The interdealer broker business is under pressure on two fronts, as regulators push to move to electronic trading, and a period of low volatility hits trading volumes. But BGC Partners aren't, to use the words of their Asia-Pacific head Mark Webster, "sitting with our head in our hands saying woe is me". Instead they are looking for new opportunities.
One such new venture is in Australia where BGC Partners has set up an agency broking arm, Mint, which provides fixed-income trading services to institutions outside of its traditional bank market: supers, family offices and corporates.
"We are always looking to grow the business, and specifically looking for opportunities to diversify the portfolio away from its traditional focus. There is a large customer base in Australia for fixed-income products that is outside the banking area. We can source the paper from our traditional customer base and it's just a case of distributing it to different clients. It's the same business model as before – just a different end-market."
Webster says the confluence of a favourable tax regime and large institutional investor base means Australia is particularly well suited for Mint's offering, but there are other opportunities around Asia-Pacific.
"We will wait and see how long it takes for the initiative to stick in Australia first but we are looking at new opportunities. The combination of low levels of volatility and many traditional customers managing less risk because of the new regulatory framework means trading levels are slightly less than they were a few years ago. So we are looking at different ways of engaging a new audience – and anything is on the table in that respect."
BGC has already opened an office in Brisbane and is looking to set up another in Melbourne as the firm effectively plays the role of a distribution channel for banks which are not speaking to that segment of the market any more.
"Every time we get new paper it's significantly oversubscribed – everybody wants it."
But BGC has also been making trades in its traditional role of serving the banking sector, with Webster particularly pleased with the progress of the firm's on and offshore China businesses. BGC has two offices, with over 140 staff onshore in China, and Webster says the firm is building up significant momentum in that market, particularly with respect to CNY non-deliverable forwards. This, together with strong growth in the offshore CNH deliverable business in Hong Kong, has been a strong story for the firm.
"Our onshore China businesses have continued to grow, getting stronger and stronger every month. They have exceeded the budget target we have given them every year – and this year there was a big jump."
The last 12 months have seen a return of volatility to the markets with a series of events starting with the People's Bank of China's surprise devaluation against the dollar in August last year, the Bank of Japan's move into negative rates in January and the UK electorate's recent decision to exit the European Union.
The subsequent uptick in trading was, of course, good news for an IDB, and while Brexit's impact wasn't felt that strongly in Asia-Pacific, its combination with the two central bank moves was good for business.

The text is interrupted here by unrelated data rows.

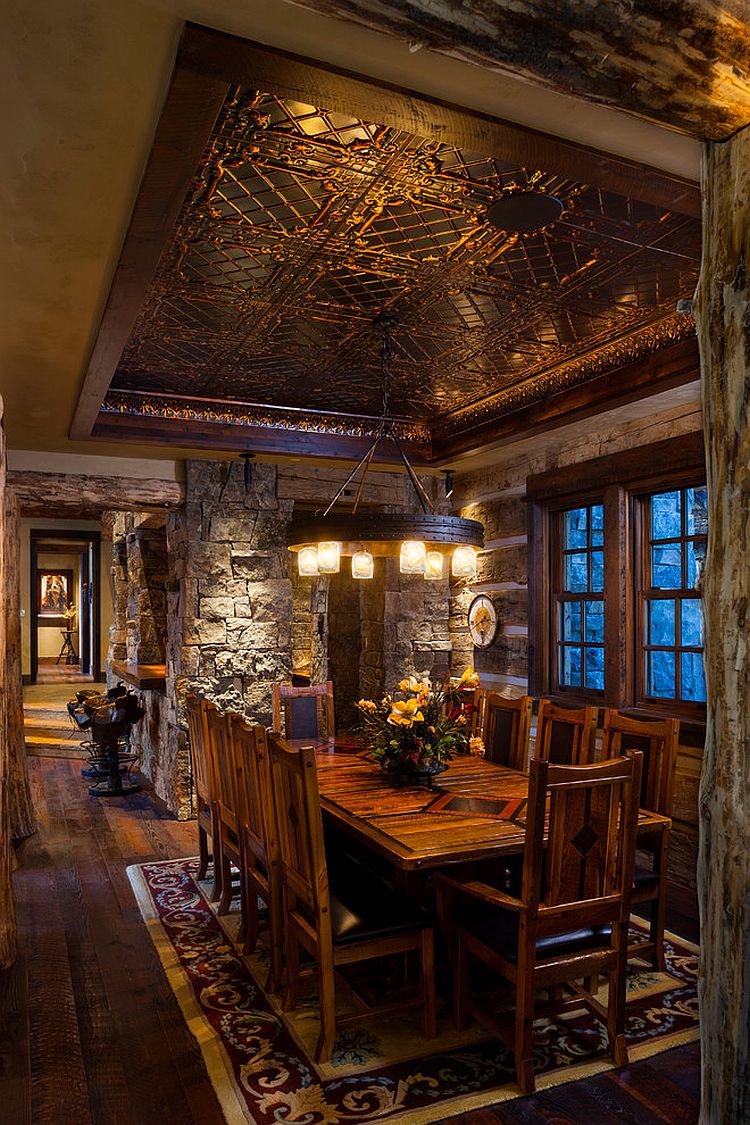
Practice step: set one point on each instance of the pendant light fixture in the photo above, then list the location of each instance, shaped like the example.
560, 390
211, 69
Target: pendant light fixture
414, 538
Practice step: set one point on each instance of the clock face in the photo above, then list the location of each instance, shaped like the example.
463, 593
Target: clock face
482, 621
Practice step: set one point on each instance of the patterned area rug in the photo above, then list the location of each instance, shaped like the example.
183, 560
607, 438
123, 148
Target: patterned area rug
260, 1060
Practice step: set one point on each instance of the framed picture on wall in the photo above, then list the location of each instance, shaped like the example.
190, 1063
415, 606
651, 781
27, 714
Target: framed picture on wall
54, 593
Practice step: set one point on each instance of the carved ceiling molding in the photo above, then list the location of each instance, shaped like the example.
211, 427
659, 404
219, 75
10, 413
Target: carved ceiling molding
175, 408
648, 342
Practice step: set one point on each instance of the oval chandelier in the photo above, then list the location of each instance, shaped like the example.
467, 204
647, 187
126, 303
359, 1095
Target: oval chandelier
421, 540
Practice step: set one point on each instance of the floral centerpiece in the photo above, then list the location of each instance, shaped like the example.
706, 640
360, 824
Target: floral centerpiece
414, 737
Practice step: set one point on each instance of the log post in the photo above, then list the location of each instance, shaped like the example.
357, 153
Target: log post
19, 798
8, 945
723, 318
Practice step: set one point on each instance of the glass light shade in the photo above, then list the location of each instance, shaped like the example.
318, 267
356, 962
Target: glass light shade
433, 566
413, 557
307, 561
328, 558
464, 563
362, 565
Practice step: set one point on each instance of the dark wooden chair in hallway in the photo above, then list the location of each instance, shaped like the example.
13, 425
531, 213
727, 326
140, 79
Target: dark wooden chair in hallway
307, 711
205, 790
260, 872
357, 918
228, 779
569, 924
658, 741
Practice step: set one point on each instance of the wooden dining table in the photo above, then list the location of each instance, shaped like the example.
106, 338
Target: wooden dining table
476, 809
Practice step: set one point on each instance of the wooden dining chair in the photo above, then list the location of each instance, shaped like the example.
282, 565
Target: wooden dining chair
307, 711
658, 741
505, 730
205, 790
259, 867
566, 736
350, 919
569, 924
228, 779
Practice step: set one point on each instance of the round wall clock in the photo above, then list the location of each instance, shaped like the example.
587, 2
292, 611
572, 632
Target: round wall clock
482, 621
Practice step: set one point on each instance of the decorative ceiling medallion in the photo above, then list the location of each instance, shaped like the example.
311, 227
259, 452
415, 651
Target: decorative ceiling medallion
250, 414
522, 212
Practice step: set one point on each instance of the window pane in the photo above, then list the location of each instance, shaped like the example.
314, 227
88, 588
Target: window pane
570, 666
570, 621
594, 628
576, 522
665, 515
696, 555
697, 511
693, 678
661, 621
660, 674
577, 572
595, 668
666, 567
692, 621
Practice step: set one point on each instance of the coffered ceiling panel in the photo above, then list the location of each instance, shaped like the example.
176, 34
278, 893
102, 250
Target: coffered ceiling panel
301, 226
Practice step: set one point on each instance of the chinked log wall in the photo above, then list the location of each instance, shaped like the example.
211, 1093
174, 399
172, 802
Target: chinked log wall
496, 496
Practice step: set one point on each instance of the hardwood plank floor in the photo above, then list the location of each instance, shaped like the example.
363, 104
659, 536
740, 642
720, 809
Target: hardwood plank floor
90, 1032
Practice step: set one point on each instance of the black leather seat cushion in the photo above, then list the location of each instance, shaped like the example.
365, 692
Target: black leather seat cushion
644, 880
364, 906
498, 929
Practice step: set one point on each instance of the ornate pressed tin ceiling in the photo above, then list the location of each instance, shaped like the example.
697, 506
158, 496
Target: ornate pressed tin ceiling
303, 225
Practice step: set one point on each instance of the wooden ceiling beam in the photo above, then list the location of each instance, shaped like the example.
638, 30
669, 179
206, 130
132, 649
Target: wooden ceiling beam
681, 64
663, 370
184, 127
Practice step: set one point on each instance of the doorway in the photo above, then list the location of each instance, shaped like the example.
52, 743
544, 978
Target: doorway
65, 605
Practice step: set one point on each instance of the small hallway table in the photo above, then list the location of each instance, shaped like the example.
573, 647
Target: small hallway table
475, 810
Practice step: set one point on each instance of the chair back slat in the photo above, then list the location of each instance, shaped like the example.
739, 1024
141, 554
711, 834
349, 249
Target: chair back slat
566, 736
299, 825
592, 815
658, 741
505, 729
256, 813
197, 735
224, 764
307, 712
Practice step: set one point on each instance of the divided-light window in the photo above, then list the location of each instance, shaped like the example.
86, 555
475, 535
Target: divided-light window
674, 528
578, 597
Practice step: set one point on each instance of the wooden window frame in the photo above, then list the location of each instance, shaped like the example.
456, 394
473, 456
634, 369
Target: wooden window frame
645, 593
620, 483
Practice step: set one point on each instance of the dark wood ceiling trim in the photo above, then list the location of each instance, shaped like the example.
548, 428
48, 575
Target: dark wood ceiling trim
244, 438
672, 367
224, 56
192, 104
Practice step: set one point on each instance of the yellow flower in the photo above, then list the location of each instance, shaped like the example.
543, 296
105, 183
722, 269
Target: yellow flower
405, 714
477, 747
469, 680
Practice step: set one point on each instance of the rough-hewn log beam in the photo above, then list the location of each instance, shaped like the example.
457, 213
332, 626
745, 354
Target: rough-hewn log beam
723, 318
70, 495
21, 816
683, 62
8, 939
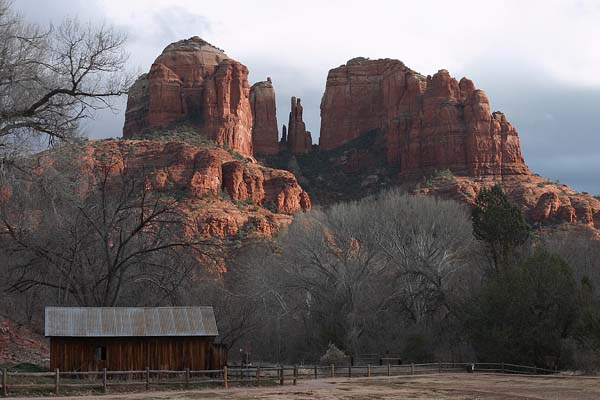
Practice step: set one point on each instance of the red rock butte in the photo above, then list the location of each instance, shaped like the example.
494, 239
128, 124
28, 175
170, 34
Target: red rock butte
193, 81
429, 123
296, 138
265, 136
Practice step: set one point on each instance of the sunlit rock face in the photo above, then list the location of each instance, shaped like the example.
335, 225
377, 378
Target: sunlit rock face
265, 137
194, 82
429, 123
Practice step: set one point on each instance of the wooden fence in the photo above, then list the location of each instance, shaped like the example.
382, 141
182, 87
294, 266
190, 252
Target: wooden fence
103, 380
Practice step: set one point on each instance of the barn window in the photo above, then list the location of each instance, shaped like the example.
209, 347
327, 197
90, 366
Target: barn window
101, 353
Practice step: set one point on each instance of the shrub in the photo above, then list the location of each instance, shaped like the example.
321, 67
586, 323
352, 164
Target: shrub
333, 355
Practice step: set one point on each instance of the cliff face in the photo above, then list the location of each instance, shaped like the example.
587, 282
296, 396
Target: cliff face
296, 138
265, 137
195, 82
429, 123
220, 195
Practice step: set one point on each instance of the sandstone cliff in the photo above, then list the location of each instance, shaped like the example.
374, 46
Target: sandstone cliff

"Looking at the asset classes themselves, these events gave some headwinds for the fixed-income business," Webster says. "But the real year-on-year growth came on the equity derivative side. In Asia ex-Japan we did almost double the volumes of the previous year."
BGC invested heavily in its equity derivative headcount the previous year and as a result was able to expand beyond its traditional HSCEI stronghold into over-the-counter trades and other regional indexes such as Korea's Kospi, Webster says.
While Brexit's impact on Asia was limited, he adds, the IDB had positioned itself for a leave vote in any case – a change he views as less significant than some observers.
"There was a huge amount of short-term volatility around Brexit but the world didn't end overnight, just like Y2K. In fact, as with every evolution since Bretton Woods, markets have adapted."
The acquisition of GFI brought with it a host of technology capabilities and as a result BGC Partners is well placed for the next 12 months.
"We have got a very simple game plan: expand headcount and revenue growth, and be in every viable market we are not in today, and we will do that via our technology and by hiring the best people."